Moving from Hue to the Mekong River Delta, The 9th Infantry Division: Unparalleled and Unequaled details the fight against the Viet Cong in the South.
Retired Maj. Gen. Ira A. Hunt, Jr., then a colonel and division chief of staff, describes how they used “all-source intelligence coupled with aggressive night and day tactical operations” to protect the local people as part of the pacification program.
The late Gen. Jack N. Merritt, a former AUSA president, noted that “the book provides fascinating insights into the counterinsurgency war . . . lead[ing] one to understand the successes of the U.S. Army that many thought impossible.”
Others came away with a different understanding of Tet. Retired Col. William Haponski, author of An Idea, and Bullets: A Rice Roots Exploration of Why No French, American, or South Vietnamese General Could Ever Have Brought Victory in Vietnam, felt that “the scars of Tet ’68 were everywhere.”
In his view, “we succeeded in combat, but despite our best efforts we fell short in pacification, and sadly, Vietnamization never had a chance.”
Retired Lt. Col. Lewis Sorley has a different perspective: “Tet turned out to be highly advantageous for the South Vietnamese (and the Americans) for a reason seldom mentioned. It precipitated the long overdue and desperately needed replacement of Gen. [William C.] Westmoreland as U.S. commander in Vietnam.”
Sorley’s Thunderbolt, a biography of Westmoreland’s replacement, Gen. Creighton Abrams, was a very early addition to the AUSA Book Program.
Responses to Tet were not always visible to the public. The Military Assistance Command, Vietnam Studies and Observations Group (MACVSOG) was a highly classified unit consisting of Army Special Forces, Navy SEALs, Marine Force Reconnaissance units, the Air Force, and the CIA.

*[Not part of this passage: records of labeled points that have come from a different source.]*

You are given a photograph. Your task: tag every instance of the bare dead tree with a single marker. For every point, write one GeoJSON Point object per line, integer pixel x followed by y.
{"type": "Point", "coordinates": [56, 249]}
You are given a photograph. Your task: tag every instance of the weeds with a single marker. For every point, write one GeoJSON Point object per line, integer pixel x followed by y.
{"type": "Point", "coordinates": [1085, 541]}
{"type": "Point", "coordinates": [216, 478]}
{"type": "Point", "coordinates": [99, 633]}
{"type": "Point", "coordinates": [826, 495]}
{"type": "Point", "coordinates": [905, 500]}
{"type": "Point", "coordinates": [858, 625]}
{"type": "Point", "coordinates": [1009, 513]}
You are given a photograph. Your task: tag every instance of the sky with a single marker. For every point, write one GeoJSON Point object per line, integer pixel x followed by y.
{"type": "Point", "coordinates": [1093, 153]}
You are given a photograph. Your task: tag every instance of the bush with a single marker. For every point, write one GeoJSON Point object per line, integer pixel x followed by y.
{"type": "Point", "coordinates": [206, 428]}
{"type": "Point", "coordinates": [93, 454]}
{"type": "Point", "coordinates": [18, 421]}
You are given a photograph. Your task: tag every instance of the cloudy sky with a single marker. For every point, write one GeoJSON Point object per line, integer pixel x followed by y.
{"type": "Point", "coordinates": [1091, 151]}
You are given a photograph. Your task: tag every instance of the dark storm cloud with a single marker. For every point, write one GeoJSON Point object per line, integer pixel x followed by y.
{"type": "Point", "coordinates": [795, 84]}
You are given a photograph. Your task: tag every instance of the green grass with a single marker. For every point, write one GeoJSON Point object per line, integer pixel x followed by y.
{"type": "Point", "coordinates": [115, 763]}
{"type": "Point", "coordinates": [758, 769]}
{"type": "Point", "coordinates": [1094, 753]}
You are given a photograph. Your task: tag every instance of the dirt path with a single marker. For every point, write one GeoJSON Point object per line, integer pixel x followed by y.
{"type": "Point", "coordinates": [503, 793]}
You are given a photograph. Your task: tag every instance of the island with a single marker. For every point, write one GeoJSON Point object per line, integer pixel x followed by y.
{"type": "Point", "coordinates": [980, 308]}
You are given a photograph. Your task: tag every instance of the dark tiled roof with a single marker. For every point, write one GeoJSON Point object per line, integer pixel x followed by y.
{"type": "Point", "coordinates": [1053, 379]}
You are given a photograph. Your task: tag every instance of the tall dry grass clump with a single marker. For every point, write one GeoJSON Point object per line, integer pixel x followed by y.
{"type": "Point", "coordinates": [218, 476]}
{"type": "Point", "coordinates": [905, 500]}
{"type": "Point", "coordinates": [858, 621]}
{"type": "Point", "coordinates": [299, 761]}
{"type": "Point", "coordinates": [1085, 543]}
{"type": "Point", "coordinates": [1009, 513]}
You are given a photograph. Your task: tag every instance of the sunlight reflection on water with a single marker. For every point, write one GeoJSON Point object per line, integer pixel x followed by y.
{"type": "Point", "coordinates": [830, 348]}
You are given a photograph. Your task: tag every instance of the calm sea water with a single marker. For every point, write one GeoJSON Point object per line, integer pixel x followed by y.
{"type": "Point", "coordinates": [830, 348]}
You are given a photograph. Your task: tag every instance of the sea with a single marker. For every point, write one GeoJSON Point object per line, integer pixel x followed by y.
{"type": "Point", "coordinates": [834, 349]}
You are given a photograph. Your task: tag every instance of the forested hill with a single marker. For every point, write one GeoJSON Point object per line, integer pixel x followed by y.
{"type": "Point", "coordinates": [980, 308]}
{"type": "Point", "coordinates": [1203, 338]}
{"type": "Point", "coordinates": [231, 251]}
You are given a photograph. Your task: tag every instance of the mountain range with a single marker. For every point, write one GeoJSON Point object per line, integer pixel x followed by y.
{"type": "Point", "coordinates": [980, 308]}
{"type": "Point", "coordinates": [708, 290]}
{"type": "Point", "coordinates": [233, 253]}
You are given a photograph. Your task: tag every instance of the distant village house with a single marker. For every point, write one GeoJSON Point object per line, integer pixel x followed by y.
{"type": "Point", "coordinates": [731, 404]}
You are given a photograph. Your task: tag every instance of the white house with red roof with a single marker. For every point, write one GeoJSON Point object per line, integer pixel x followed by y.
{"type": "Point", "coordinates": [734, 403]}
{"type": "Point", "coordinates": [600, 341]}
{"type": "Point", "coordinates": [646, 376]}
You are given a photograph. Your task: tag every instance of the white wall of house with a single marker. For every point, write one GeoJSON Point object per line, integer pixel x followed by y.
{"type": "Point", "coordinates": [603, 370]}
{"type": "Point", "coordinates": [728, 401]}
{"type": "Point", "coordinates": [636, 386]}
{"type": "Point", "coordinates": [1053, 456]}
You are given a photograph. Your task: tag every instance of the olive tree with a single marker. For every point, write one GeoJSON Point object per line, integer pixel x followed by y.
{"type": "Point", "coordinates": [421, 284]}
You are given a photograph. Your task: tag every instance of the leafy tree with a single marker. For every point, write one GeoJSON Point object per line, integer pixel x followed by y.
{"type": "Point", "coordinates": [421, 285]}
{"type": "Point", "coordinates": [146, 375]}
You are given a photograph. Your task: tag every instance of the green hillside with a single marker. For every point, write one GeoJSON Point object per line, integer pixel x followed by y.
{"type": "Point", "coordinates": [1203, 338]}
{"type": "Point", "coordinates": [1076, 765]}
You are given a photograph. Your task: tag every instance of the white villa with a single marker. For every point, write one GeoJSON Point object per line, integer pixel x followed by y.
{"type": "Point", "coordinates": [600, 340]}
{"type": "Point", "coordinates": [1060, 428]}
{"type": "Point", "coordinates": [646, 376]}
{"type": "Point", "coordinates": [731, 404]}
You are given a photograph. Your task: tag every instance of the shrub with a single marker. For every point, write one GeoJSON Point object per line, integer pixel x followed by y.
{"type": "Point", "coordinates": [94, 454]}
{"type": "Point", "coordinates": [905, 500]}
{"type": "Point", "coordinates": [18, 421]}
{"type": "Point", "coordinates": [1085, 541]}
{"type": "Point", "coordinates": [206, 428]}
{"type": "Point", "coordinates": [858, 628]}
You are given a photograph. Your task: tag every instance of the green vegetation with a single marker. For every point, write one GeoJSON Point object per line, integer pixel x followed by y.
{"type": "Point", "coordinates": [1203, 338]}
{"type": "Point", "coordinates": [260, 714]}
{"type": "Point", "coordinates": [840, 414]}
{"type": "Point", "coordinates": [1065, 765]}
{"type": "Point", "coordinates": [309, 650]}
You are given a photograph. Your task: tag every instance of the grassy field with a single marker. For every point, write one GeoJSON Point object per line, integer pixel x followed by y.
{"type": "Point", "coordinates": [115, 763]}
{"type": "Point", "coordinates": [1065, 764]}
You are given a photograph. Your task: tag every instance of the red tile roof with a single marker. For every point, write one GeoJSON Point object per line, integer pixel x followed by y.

In Black Ops Vietnam: The Operations History of MACVSOG, Robert M. Gillespie tells the tale of their clandestine work during Tet and other events in Vietnam, ranging from the Gulf of Tonkin incident to the Son Tay POW raid.
Of course, the Vietnam War involved far more than Tet, and AUSA books reflect the full range of the conflict with titles such as Danger’s Dragoons: The Armored Cavalry Task Force of The Big Red One in Vietnam, 1969; Team 19 in Vietnam: An Australian Soldier at War; and Kontum: The Battle to Save South Vietnam.